A proposal by Montgomery County Council member Will Jawando would require landlords of properties that have been condemned by the county as “unfit for human habitation” to reimburse tenants with up to three months’ rent to assist with moving expenses.

Jawando introduced the measure at Tuesday’s council meeting, the same day a county District Court judge was scheduled to hear a lawsuit in which the Department of Housing and Community Affairs is suing the owners of the Enclave apartments in White Oak due to an alleged failure to remediate 83 housing code violations.

Jawando said inspections that have revealed violations, such as those discovered earlier this year in the Enclave,  prompted the bill.

“We’ve had people that had to move out, and had to do so at their own expense. Sometimes there’s correlation between affordable housing and not very good housing. People have had to dip into savings for something that wasn’t their fault,” he said.

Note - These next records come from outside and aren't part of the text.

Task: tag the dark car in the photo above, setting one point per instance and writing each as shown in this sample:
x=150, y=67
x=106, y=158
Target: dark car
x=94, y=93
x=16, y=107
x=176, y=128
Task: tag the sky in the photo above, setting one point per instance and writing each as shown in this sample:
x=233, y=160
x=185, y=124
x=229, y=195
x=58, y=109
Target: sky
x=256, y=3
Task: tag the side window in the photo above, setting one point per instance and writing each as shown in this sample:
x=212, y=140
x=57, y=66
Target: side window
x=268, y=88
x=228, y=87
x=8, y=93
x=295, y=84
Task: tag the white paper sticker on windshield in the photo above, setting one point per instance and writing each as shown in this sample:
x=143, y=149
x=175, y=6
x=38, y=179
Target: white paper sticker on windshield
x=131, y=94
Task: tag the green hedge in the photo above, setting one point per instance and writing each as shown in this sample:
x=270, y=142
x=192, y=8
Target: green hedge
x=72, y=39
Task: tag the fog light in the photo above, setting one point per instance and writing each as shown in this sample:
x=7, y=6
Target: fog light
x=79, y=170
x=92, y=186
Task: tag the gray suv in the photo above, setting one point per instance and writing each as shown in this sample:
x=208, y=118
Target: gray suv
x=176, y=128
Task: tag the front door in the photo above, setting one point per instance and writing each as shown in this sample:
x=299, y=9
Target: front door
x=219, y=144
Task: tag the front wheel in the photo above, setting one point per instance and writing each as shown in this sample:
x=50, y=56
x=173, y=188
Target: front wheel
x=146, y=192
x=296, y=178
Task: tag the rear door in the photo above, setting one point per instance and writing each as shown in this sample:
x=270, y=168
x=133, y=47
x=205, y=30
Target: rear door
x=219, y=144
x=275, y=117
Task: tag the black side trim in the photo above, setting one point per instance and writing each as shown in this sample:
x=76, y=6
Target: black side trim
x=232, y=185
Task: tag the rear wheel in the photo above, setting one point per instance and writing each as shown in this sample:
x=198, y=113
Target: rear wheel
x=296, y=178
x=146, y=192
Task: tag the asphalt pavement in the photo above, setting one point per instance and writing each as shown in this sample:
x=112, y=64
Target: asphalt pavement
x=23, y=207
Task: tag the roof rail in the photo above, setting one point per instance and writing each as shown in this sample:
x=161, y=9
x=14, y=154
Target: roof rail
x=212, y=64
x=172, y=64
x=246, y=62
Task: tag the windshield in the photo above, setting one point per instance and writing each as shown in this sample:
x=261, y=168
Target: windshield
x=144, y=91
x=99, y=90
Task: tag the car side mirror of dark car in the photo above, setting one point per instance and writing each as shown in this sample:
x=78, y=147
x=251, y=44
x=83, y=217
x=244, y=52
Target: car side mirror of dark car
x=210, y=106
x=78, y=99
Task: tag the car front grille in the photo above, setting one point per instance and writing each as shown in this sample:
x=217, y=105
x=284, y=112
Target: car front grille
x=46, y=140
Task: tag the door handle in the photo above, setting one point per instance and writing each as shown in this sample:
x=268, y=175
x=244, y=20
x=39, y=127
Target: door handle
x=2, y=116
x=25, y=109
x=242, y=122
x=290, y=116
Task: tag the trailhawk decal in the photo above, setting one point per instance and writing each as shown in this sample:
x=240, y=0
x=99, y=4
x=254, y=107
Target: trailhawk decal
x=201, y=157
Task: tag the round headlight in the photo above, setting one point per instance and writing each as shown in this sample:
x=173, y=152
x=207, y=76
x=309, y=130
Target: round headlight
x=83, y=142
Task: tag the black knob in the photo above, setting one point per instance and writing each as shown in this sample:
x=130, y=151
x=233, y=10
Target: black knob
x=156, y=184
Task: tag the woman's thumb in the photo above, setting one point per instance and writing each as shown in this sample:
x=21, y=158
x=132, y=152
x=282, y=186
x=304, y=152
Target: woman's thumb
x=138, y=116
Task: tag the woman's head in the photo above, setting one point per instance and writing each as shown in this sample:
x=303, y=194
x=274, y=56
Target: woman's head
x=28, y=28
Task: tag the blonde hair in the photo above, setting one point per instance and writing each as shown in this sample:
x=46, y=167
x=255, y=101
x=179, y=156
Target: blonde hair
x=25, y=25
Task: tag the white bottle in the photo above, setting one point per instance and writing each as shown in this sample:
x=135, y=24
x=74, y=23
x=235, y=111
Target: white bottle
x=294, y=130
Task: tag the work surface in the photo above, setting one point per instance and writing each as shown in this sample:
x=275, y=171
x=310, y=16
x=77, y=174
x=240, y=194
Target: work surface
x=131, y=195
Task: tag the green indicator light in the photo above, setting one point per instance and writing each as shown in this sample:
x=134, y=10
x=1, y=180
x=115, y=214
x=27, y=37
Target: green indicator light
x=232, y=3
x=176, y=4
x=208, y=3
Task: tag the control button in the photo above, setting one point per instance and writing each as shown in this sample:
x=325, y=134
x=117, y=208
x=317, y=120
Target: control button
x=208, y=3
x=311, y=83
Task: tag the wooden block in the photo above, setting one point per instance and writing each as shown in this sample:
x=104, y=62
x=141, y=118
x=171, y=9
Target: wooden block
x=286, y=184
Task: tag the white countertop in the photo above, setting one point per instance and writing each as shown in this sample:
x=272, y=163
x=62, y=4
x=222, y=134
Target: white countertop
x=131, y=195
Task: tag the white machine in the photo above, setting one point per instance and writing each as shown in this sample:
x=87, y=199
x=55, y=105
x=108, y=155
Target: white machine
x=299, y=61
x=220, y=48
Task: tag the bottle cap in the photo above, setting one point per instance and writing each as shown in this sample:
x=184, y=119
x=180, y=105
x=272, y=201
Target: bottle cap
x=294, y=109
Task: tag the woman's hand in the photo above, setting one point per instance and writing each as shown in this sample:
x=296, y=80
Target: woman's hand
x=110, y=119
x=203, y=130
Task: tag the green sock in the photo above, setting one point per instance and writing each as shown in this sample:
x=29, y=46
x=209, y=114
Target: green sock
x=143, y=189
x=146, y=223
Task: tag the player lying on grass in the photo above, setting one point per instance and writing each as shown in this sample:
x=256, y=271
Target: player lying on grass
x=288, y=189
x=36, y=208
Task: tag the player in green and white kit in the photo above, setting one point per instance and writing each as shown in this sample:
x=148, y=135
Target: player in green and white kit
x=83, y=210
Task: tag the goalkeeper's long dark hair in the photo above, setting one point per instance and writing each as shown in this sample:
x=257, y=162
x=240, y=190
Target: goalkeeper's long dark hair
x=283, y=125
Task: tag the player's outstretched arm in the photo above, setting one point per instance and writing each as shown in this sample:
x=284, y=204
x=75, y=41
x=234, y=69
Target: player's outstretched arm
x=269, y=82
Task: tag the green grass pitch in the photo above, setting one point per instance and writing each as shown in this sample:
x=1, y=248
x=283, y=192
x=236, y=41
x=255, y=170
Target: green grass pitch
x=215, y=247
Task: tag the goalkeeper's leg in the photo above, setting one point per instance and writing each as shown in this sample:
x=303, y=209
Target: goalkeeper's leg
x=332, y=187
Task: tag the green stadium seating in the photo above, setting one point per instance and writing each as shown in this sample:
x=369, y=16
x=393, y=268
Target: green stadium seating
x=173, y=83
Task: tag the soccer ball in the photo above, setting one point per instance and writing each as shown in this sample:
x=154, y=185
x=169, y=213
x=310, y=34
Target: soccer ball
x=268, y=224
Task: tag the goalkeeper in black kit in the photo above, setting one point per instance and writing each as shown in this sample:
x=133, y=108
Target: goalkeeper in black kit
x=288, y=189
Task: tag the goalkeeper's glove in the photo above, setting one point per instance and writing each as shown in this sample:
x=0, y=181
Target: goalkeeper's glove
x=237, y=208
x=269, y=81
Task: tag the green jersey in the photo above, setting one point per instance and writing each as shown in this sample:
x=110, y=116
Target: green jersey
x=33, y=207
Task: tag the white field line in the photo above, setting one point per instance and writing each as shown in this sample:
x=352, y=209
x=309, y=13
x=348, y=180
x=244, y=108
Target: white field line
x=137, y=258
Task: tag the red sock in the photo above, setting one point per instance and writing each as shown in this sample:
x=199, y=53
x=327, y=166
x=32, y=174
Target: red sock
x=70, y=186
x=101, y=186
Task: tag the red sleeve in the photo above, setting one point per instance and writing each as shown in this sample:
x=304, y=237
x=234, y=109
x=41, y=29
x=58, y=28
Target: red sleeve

Tenants would either be reimbursed for three months of the condemned complex’s rent, or three months’ worth “fair market value” rent based on federal housing standards. Exceptions to the rule would apply in the event that the condemnation of the housing complex was due to circumstances beyond the landlord’s control.

Jawando’s bill would also allow tenants the “right of first refusal” to move back to their original apartment complex once it becomes habitable.

The council is scheduled to take up the measure again at a public hearing on July 16.